Terry’s Garden, in Winter
Winter Garden
When I travel
I search for public gardens,
to visit, and to amble.
But this is winter,
a docent tells me,
There is not much to see here now.
As it is
in my own garden,
I tell her.
Except in the early morning light
when outside my study window
I consider a still-life, in sepia tones.
Our lawn, encrusted with hoarfrost,
is now cloaked, silver glazed
as if gilded for commemoration.
I am certain of this,
as I walk under a cobalt-blue sky.
I listen to my breathing,
and hear the crunch of turf under foot.
The Clematis, with vines now browned and brittle,
–from life tendered in an extravagant summer offering–
covers our arbor,
co-mingling with canes of Antique Garden Roses
still defiantly nurturing the remnants of earlier blooms,
while perennials have deferred to the weather
and lay strewn upon the ground,
now a carpet of exhausted supplicants.
Stillness is not just a word
in a winter garden.
It is a space,
where the air, literally, drapes,
as if there is nothing pressing,
nothing to resolve,
nothing to undertake,
except to wait.
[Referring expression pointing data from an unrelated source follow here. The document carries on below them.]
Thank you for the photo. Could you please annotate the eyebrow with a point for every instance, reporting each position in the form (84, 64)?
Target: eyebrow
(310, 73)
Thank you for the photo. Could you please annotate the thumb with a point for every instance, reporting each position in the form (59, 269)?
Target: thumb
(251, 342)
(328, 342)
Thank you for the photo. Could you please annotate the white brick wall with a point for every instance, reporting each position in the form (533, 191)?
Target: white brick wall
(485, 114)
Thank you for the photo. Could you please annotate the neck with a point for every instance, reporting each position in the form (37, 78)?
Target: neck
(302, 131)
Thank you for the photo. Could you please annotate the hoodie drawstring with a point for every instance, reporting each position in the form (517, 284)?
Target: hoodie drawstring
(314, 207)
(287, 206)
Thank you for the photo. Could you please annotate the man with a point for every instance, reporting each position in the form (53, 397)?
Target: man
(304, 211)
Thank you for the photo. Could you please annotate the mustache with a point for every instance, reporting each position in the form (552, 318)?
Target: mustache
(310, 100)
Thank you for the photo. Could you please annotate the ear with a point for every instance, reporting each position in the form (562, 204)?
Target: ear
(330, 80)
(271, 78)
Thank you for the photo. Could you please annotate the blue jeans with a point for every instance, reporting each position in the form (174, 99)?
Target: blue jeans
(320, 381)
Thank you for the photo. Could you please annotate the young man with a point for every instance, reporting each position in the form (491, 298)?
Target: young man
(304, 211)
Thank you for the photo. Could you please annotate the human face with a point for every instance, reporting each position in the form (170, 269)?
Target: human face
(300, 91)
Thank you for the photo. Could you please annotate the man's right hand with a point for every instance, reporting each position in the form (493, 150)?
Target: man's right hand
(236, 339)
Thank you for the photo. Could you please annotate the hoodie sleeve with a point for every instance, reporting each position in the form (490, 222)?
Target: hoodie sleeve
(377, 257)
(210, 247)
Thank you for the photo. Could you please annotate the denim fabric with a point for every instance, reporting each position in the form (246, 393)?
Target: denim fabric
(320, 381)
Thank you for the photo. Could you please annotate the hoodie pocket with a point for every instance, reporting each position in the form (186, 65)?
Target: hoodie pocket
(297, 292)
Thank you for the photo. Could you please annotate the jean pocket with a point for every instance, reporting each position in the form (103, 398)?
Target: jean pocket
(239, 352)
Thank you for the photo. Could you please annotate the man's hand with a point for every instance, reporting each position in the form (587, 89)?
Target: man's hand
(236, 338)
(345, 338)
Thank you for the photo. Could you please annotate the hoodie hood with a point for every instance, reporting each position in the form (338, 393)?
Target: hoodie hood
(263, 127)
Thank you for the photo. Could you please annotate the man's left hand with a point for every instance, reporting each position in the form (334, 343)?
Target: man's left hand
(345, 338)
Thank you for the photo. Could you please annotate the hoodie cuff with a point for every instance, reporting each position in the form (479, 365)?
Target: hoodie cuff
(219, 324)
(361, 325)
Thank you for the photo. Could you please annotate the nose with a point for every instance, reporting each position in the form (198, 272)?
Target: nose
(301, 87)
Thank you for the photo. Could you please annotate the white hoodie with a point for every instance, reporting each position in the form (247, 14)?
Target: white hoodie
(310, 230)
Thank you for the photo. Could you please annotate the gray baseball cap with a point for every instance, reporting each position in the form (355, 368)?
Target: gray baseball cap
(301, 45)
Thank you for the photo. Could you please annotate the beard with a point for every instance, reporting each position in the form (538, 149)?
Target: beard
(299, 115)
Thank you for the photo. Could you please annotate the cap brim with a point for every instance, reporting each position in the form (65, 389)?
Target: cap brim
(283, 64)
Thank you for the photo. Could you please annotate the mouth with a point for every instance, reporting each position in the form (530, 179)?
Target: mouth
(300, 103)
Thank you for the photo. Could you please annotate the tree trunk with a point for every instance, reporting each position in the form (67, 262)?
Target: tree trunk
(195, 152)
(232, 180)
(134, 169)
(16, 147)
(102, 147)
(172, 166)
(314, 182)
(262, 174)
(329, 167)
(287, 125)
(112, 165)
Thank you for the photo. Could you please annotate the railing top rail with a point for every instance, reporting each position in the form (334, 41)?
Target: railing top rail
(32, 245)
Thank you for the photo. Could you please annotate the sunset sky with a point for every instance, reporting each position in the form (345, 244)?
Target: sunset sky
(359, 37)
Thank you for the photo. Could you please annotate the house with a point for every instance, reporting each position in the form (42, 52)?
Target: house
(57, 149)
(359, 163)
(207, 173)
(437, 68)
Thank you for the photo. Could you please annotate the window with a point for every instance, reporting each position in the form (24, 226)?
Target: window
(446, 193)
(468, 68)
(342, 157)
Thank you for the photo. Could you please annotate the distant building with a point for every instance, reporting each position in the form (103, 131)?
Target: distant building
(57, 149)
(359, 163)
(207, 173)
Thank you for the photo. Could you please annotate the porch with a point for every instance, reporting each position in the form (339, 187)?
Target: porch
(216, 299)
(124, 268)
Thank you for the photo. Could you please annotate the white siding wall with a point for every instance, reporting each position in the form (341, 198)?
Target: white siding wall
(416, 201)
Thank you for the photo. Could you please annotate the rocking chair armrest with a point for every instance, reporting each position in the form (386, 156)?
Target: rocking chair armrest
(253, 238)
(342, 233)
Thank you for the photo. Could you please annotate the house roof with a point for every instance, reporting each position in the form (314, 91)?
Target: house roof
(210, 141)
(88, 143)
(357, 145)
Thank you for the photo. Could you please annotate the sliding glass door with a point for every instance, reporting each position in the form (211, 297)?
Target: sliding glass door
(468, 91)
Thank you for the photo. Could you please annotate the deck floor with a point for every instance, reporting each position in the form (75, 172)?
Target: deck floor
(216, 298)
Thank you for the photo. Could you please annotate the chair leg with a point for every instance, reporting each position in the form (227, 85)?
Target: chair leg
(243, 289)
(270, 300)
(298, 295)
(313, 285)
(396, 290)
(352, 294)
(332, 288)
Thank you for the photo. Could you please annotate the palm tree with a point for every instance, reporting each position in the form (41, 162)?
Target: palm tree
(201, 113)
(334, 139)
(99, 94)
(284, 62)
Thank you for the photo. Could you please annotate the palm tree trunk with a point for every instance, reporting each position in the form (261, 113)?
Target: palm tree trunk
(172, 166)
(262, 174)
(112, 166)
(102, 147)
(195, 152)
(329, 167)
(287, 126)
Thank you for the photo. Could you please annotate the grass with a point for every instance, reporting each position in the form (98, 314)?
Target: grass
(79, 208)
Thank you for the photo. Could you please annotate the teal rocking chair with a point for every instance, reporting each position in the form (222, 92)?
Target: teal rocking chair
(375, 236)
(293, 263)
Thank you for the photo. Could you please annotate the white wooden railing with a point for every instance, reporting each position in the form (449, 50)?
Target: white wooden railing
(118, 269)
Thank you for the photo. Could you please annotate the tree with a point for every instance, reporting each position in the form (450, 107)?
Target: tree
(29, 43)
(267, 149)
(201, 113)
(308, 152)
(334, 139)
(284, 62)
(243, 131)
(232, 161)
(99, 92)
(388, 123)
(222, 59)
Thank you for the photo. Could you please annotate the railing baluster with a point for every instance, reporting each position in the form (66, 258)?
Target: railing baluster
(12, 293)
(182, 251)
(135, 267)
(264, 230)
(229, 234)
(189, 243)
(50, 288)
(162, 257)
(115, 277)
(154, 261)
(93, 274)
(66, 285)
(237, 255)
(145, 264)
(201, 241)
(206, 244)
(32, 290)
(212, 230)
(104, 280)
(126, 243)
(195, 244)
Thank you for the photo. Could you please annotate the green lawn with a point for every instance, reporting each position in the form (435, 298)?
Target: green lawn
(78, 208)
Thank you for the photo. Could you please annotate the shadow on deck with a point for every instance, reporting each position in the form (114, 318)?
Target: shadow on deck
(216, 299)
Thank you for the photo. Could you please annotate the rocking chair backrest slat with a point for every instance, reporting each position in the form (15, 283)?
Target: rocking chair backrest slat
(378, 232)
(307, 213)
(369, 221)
And perhaps,
to rest.
And I smile, and ask myself, So what is next
on this winter day,
when there is not much to see?





5 Comments
>quite lovely. and what did you see on this winter day…
and when does your new book of poetry come out?
>Beautiful…that winter can give us a moment to pause…
>Your poetry touches me much like Mary Oliver's! Soft, thoughtful, provocative, sensual, and real, each word chosen with great care/.I hope 2010 is the year for Terry Hershey's book of poetry. It is easy to tell that is where your heart is.
>My winter garden prompted this poem:
Winter Dance
My garden in Winter
confronts me with my
obvious neglect, my
failure to put it to rest.
Instead I lavished care
on those plants I
brought inside, the ones
in pots, the snowbirds,
who winter where it's
warm. The garden
sleeps but portions of
it badly need a trim;
bare branches, sticks
adorned with brittle
brown leaves that
catch and drop the
snowflakes that swirl
around them as the
frigid wind moves
all of Nature in a
Winter dance.
by Terry Waggle
>Winter dance indeed. Very nice. And the dance goes on, "in spite of our neglect."